Software practitioners work to make their systems reliable. We hear teams boasting of having four or five 9s of uptime. Data Systems depend on data that can be out of date or late. Pipelines and automated jobs fail to run. Data sometimes arrives late changing the outcomes of processing jobs. All these situations are examples of Data Downtime and lead to misleading results and false reporting. As a DRE team (Data Reliability Engineering) we borrowed tools and practices from SRE to build a better data system.
In this talk, we will explore real-world reliability situations for our data systems and address three major topics to strengthen any pipeline: Data Downtime: What Data Downtime is, how it affects your bottom line, and how to minimize it. Data Service Level Metrics: We will talk about metadata for your Data pipeline and how to report on pipeline transactions that can lead to preventative data engineering practices. Data monitoring: What to look out for and how to be aware of system failure versus data failures.
Miriah Peterson, a seasoned engineer with 6 years of expertise in Go programming, excels as a Data Reliability Engineer. Her professional journey includes crafting videos, tutorials, and courses, showcasing her mastery in Go and Data Engineering.

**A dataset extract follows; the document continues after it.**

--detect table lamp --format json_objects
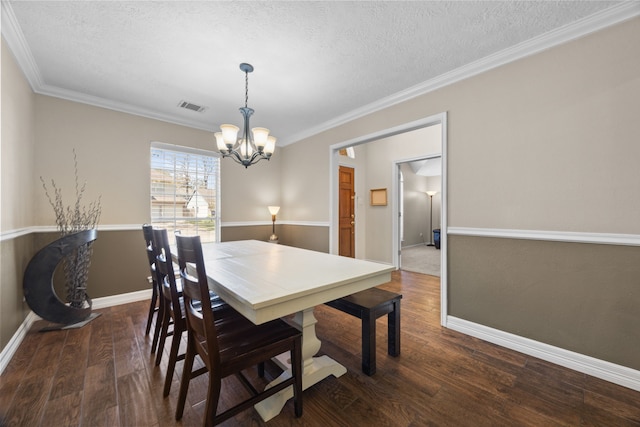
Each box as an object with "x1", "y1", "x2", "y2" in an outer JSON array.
[{"x1": 268, "y1": 206, "x2": 280, "y2": 242}]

A dynamic speaker, Miriah has delivered talks on Go, machine learning, and data engineering. As a board member of Forge Foundation Inc. and an organizer of the GoWest Conference, Utah Data Engineering, and Machine Learning Utah meetups, she actively shapes the tech community. Miriah earned her bachelor's degree in physics from Brigham Young University in 2017, laying a strong foundation for her multifaceted contributions to the field.